The homepage is title is like the title of a book. When you’re browsing books on Amazon you probably look at the titles and the description. This is just like the information you see on a Google search result (SERP):

Ghost Blog Writers Search Result

You can see at the bottom the result for GBW. The title is the title or title tag for the homepage of the website. Then you have the description, which comes from the content on the homepage along with the URL and a few other links from within the site.

The Meta Description will often determine what the description is, but it also depends on what a person is searching for.

Back to the title – it’s the most important item for people that come from a search engine to your site. There are different ways you can go about creating your title, but I have a theory that seems to work best.

Step 1 – Start With Your Brand Name

I’ve gone back and forth on this one, but after consideration I feel that it’s important to use your brand name.

My argument for it is that you want people to remember your name. It’s an important part of your business and I feel that starting with your brand name in the title is a good long-term play.

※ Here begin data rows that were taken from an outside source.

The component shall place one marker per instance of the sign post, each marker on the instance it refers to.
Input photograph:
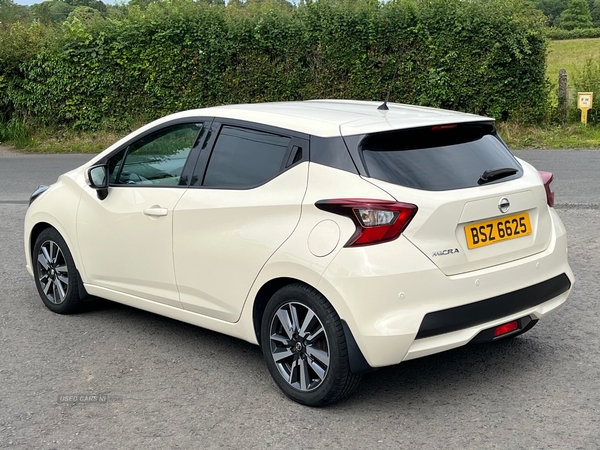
(584, 102)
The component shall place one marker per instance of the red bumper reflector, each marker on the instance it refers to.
(506, 328)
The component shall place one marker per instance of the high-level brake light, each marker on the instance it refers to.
(376, 221)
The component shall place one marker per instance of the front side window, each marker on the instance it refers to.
(244, 158)
(156, 159)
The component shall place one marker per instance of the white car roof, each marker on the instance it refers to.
(327, 118)
(324, 118)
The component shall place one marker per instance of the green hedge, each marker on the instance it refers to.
(482, 56)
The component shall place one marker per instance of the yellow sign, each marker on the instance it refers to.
(584, 102)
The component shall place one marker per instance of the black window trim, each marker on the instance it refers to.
(190, 161)
(355, 145)
(296, 140)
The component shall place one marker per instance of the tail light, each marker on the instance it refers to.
(376, 221)
(547, 178)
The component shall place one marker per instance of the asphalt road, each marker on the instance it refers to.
(172, 385)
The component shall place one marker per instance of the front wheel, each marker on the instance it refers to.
(304, 346)
(55, 273)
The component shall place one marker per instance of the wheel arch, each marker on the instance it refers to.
(358, 363)
(36, 230)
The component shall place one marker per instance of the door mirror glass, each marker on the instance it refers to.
(97, 177)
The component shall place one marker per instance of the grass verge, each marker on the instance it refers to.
(570, 55)
(577, 136)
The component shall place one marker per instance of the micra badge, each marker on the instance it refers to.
(448, 251)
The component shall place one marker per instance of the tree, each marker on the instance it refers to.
(11, 12)
(577, 15)
(95, 4)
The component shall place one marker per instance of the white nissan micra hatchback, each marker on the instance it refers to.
(338, 235)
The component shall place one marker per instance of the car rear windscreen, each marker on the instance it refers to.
(438, 158)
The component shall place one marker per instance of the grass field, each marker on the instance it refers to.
(570, 55)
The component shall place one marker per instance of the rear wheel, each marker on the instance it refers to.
(55, 273)
(304, 346)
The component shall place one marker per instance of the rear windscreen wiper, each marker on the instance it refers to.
(495, 174)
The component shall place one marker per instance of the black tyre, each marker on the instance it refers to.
(304, 346)
(55, 273)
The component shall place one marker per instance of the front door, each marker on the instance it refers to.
(126, 240)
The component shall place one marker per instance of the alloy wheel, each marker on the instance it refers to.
(299, 346)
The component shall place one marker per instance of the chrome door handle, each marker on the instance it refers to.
(156, 211)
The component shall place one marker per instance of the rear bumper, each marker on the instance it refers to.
(399, 306)
(491, 309)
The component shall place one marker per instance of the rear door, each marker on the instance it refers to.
(478, 206)
(245, 201)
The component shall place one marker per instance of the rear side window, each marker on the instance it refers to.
(244, 158)
(438, 158)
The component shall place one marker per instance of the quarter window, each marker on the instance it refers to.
(156, 159)
(245, 158)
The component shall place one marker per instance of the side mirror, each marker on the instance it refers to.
(97, 178)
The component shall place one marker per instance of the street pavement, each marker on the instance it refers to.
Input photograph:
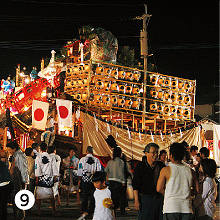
(73, 212)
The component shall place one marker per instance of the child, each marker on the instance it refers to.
(205, 200)
(100, 202)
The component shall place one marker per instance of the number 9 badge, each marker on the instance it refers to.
(24, 199)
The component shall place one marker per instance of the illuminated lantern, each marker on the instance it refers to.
(153, 93)
(173, 97)
(128, 102)
(86, 68)
(114, 73)
(122, 88)
(114, 86)
(80, 83)
(180, 98)
(160, 94)
(187, 100)
(99, 84)
(166, 110)
(137, 76)
(107, 85)
(167, 96)
(107, 72)
(160, 80)
(136, 104)
(98, 98)
(121, 101)
(173, 111)
(85, 82)
(153, 107)
(69, 72)
(99, 70)
(78, 96)
(174, 84)
(186, 113)
(114, 100)
(181, 85)
(188, 87)
(153, 79)
(129, 76)
(160, 108)
(121, 74)
(84, 97)
(106, 100)
(167, 82)
(136, 90)
(128, 89)
(75, 70)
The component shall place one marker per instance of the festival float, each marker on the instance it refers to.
(134, 105)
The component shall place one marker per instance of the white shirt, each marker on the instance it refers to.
(205, 200)
(87, 166)
(100, 212)
(177, 197)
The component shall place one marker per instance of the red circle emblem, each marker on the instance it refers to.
(63, 112)
(38, 114)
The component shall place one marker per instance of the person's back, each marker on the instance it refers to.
(177, 193)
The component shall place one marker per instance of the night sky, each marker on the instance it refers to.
(183, 35)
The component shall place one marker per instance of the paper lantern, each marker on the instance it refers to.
(136, 90)
(114, 86)
(107, 72)
(180, 98)
(181, 85)
(129, 75)
(167, 96)
(166, 110)
(107, 85)
(137, 76)
(121, 101)
(99, 84)
(187, 100)
(99, 70)
(121, 74)
(153, 93)
(121, 88)
(128, 89)
(128, 102)
(84, 97)
(160, 81)
(186, 113)
(160, 94)
(86, 68)
(85, 82)
(179, 111)
(114, 100)
(167, 82)
(153, 107)
(160, 108)
(153, 79)
(174, 84)
(106, 100)
(136, 104)
(173, 97)
(114, 73)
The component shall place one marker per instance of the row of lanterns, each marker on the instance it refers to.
(167, 110)
(170, 97)
(171, 83)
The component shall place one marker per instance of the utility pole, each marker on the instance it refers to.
(144, 53)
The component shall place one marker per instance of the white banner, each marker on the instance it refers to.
(216, 143)
(64, 110)
(39, 114)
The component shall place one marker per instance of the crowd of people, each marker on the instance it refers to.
(182, 187)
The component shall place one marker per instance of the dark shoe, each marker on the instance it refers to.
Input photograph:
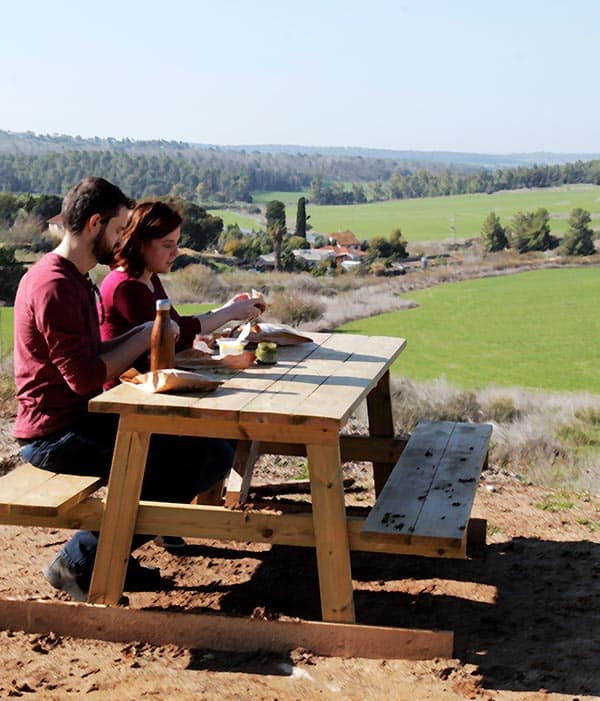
(76, 584)
(170, 542)
(63, 576)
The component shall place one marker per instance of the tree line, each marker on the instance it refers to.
(232, 176)
(530, 231)
(424, 183)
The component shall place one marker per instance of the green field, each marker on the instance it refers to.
(537, 329)
(230, 217)
(289, 199)
(432, 218)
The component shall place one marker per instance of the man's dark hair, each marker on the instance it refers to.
(92, 196)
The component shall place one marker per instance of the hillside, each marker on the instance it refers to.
(29, 142)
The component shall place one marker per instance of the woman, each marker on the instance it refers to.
(149, 247)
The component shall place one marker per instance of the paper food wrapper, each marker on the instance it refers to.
(273, 333)
(195, 358)
(171, 380)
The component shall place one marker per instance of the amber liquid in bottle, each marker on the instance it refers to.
(162, 339)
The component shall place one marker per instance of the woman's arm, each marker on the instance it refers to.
(240, 308)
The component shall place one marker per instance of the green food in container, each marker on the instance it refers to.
(266, 353)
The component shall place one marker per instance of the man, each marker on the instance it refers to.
(60, 364)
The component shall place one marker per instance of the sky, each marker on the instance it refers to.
(458, 75)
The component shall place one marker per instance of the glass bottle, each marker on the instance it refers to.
(162, 339)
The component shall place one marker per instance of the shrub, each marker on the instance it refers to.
(502, 410)
(291, 309)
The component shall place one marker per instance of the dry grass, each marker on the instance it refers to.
(529, 436)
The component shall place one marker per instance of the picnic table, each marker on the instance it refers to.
(302, 402)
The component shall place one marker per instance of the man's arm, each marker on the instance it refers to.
(119, 353)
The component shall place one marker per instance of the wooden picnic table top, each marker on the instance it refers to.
(313, 385)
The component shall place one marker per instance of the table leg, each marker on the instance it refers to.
(331, 534)
(120, 513)
(381, 424)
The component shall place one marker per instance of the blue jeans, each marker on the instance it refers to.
(178, 468)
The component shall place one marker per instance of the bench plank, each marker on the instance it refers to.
(445, 513)
(429, 495)
(30, 490)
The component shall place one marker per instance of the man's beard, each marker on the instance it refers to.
(101, 250)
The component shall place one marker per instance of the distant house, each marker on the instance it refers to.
(344, 238)
(56, 226)
(313, 237)
(314, 256)
(341, 253)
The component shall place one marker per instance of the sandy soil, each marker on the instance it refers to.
(525, 614)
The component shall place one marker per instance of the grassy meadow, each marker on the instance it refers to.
(435, 218)
(538, 329)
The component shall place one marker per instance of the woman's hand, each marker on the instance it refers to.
(243, 306)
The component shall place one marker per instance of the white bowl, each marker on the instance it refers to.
(230, 346)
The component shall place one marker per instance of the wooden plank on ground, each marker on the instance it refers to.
(218, 632)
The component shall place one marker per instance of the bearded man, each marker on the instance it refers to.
(60, 363)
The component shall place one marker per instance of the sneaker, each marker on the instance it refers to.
(76, 584)
(170, 542)
(63, 576)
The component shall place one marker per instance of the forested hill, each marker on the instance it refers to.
(51, 164)
(30, 143)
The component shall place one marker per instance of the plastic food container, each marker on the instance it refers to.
(230, 346)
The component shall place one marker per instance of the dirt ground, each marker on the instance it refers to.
(525, 614)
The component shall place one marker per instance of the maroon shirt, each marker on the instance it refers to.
(57, 361)
(128, 302)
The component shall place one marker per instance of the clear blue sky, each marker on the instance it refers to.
(457, 75)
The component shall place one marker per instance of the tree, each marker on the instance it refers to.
(275, 216)
(200, 229)
(379, 248)
(531, 231)
(398, 245)
(301, 218)
(358, 193)
(493, 235)
(579, 239)
(316, 189)
(11, 272)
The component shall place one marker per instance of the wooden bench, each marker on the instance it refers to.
(428, 496)
(28, 492)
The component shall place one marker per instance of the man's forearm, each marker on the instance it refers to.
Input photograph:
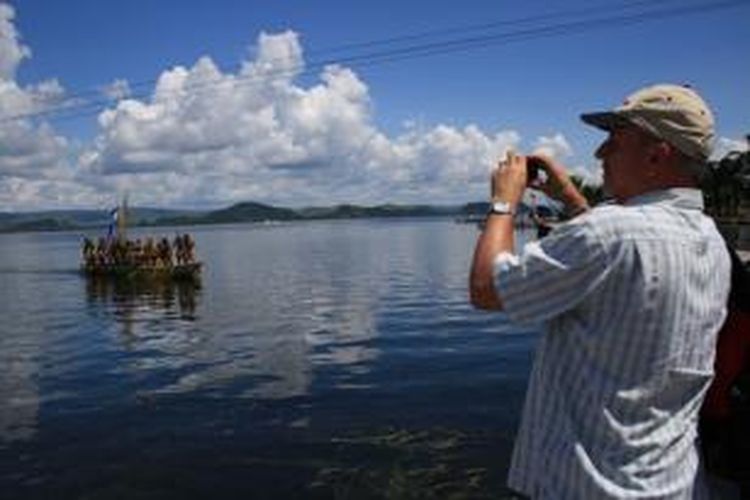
(496, 238)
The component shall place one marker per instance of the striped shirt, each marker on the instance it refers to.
(631, 297)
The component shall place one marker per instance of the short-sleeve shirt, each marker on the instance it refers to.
(631, 298)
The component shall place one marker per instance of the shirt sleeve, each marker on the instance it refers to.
(551, 276)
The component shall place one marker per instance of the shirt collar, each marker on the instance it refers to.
(686, 198)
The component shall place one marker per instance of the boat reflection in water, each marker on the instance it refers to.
(145, 293)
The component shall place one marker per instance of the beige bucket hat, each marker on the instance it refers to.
(674, 113)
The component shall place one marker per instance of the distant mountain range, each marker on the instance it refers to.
(242, 212)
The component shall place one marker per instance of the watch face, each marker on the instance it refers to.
(500, 207)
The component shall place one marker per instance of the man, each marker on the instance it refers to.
(631, 296)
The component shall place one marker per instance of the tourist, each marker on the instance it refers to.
(630, 297)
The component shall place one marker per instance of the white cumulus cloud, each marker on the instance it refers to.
(221, 137)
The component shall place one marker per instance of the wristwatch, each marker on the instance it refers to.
(500, 208)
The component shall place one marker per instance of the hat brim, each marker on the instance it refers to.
(606, 120)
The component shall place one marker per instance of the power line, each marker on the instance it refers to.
(559, 14)
(426, 49)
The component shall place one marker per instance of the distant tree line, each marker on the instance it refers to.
(726, 187)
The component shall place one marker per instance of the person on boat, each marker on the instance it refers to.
(188, 247)
(165, 252)
(88, 251)
(630, 296)
(179, 251)
(102, 252)
(149, 252)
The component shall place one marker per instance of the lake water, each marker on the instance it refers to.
(332, 359)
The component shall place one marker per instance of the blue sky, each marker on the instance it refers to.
(419, 130)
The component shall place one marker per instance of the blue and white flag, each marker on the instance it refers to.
(114, 214)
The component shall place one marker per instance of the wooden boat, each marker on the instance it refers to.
(189, 272)
(122, 260)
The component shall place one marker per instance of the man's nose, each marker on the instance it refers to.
(602, 150)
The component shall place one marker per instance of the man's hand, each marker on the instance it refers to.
(557, 184)
(509, 180)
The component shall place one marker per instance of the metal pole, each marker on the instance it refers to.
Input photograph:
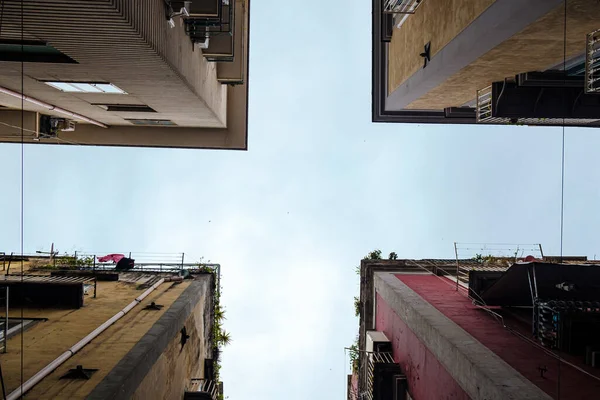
(457, 266)
(6, 321)
(9, 261)
(95, 278)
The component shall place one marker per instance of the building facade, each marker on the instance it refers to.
(125, 73)
(523, 329)
(524, 62)
(100, 332)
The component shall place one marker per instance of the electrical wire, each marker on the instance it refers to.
(562, 164)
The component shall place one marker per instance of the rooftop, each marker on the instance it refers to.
(55, 329)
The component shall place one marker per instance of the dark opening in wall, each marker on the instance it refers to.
(31, 51)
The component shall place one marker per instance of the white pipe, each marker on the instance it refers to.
(48, 369)
(51, 107)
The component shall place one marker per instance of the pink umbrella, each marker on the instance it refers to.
(111, 257)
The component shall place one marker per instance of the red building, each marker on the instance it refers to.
(502, 330)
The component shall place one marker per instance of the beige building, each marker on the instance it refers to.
(125, 73)
(96, 332)
(486, 61)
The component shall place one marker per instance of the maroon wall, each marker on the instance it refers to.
(521, 354)
(427, 378)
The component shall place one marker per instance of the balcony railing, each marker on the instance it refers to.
(592, 62)
(373, 359)
(400, 6)
(485, 115)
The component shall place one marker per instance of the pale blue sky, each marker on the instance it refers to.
(319, 187)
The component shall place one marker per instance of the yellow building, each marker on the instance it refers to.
(531, 62)
(99, 333)
(120, 73)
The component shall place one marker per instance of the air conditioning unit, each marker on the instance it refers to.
(378, 342)
(50, 126)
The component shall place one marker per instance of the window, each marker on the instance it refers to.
(86, 87)
(31, 51)
(15, 325)
(126, 107)
(153, 122)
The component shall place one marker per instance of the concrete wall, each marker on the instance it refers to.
(506, 38)
(418, 363)
(171, 77)
(169, 376)
(438, 21)
(477, 370)
(158, 367)
(523, 356)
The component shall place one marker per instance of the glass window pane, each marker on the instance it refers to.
(109, 88)
(86, 87)
(65, 87)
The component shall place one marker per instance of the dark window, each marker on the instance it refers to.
(31, 51)
(126, 107)
(153, 122)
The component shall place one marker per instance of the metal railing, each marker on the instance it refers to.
(484, 112)
(592, 62)
(372, 360)
(401, 6)
(4, 296)
(204, 386)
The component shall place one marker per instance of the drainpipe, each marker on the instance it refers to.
(48, 369)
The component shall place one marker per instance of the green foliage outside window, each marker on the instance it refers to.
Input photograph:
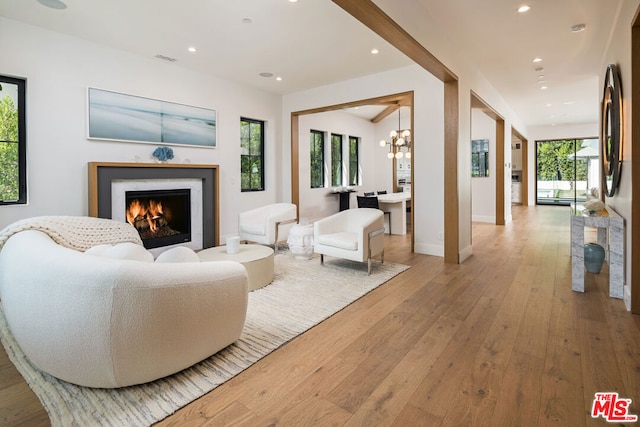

Over time you want more and more people to use your name whether they’re talking about you with colleagues or searching for you on a search engine or looking for you on a directory or social media site.

The other argument is that people who haven’t heard of your name are looking for other phrases first. This would make it seem like the best option would be to start your title tag with that term and put your brand name at the end.

But my play is to start with my name and put the keyword phrase second.

My suggestion: Ghost Blog Writers: Blogging Services For Businesses

The other way: Blogging Services For Businesses – Ghost Blog Writers

Step 2 – Identify A Main Industry Keyword Phrase

Next is the keyword phrase. I feel that for most businesses it’s about finding a single keyword phrase and focusing on that. This keeps your title tag short and it keeps it understandable.

Over the years it seems that people have gotten away from stuffing their titles tags with multiple phrases. It looks weird and I’m not sure it works.

You need discipline in business. Here’s an example, with a website design, there might be 10 things you want on a page. But if you put all those things on the page it won’t look good and it will be slow. So you have to cut back to maybe 3 things.

That requires you to prioritize and you have to do the same with your homepage title tag. Instead of adding 3 keywords, add just 1.

I’ve changed the one for GBW a few times to experiment, which we’ll discuss later. Right now I’ve found that the best one is “Blogging Services”.

I found this by looking at other companies that offer blogging services. I looked to see what title tags they were using. Then I searched for those and looked to see what the result pages were like.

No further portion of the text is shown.